Where is Infinity Blade 2 on Android? Where is the Walking Dead, or any new noteworthy game that's not Angry Birds?
Sales figures show it as well, when you have a shitty ecosystem, not many people spend money on it.


By retrospooty on 3/15/2013 2:54:20 PM , Rating: 1
LOL... Yes. Anything that you cant do doesn't matter... I guess thinking clearly is ruled out as well. You name a couple of lame games and you think that makes a platform? ugh... Any and all smartphones and tablets suck for gaming, Apple included... but even including gaming, there isnt anything you can do on an IOS device that you cant do on an Android. there are a TON of things you can do on Android that you cannot with IOS. That is just a fact.

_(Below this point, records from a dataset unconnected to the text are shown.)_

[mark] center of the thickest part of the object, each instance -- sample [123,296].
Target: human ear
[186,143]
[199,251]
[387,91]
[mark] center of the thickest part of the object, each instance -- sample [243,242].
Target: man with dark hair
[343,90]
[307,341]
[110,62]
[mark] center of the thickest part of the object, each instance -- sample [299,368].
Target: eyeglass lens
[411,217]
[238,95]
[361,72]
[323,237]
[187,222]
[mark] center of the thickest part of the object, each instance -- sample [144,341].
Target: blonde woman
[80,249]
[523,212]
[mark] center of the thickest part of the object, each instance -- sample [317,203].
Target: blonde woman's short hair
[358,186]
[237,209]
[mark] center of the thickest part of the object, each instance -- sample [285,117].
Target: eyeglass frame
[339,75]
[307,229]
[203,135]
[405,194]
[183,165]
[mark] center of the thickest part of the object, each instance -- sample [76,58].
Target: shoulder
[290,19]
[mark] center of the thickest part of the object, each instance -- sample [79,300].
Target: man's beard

If you like a small screen phone with low res that is missing all that functionality, then the iPhone is good for you . You should keep it. It's certainly fast and for gaming (which as I mentioned sucks on all touchscreen devices) its as good as it gets for that. If that suits you fine, but the iPhone isn't good enough for me. If you like an inferior product that is fine, buy it, but don't crap on superior products because you don't need one. You just come off looking petty and ill informed.


By Reclaimer77 on 3/15/2013 3:38:08 PM , Rating: 1
Oh wow iPhone has Infinity Blade 2? Well stop the presses, I'm going to run out right now and buy a phone because of some goddamned game!!

Are you idiots hearing yourselves?

quote:
Sales figures show it as well, when you have a shitty ecosystem, not many people spend money on it.


Because Android has WAY more value added than iOS. You don't need to spend money on a phone if it comes out of the box with everything you need. Add a few free apps for the things you want, and what's left?


By KoolAidMan1 on 3/16/2013 5:10:07 PM , Rating: 2
iOS also has better SSH apps, better FTP apps, better client apps for sites like Youtube and Reddit, better RSS readers, better apps for pretty much anything.

I don't even have an iPhone right now. I have a Lumia 920 and an iPad, and I was on Android until recently. The difference in quality is there, even the same app on both platforms is usually better on iOS.

Games are an obvious difference but its just the tip of the iceberg. iOS having better apps makes sense since it is more profitable and easier to develop.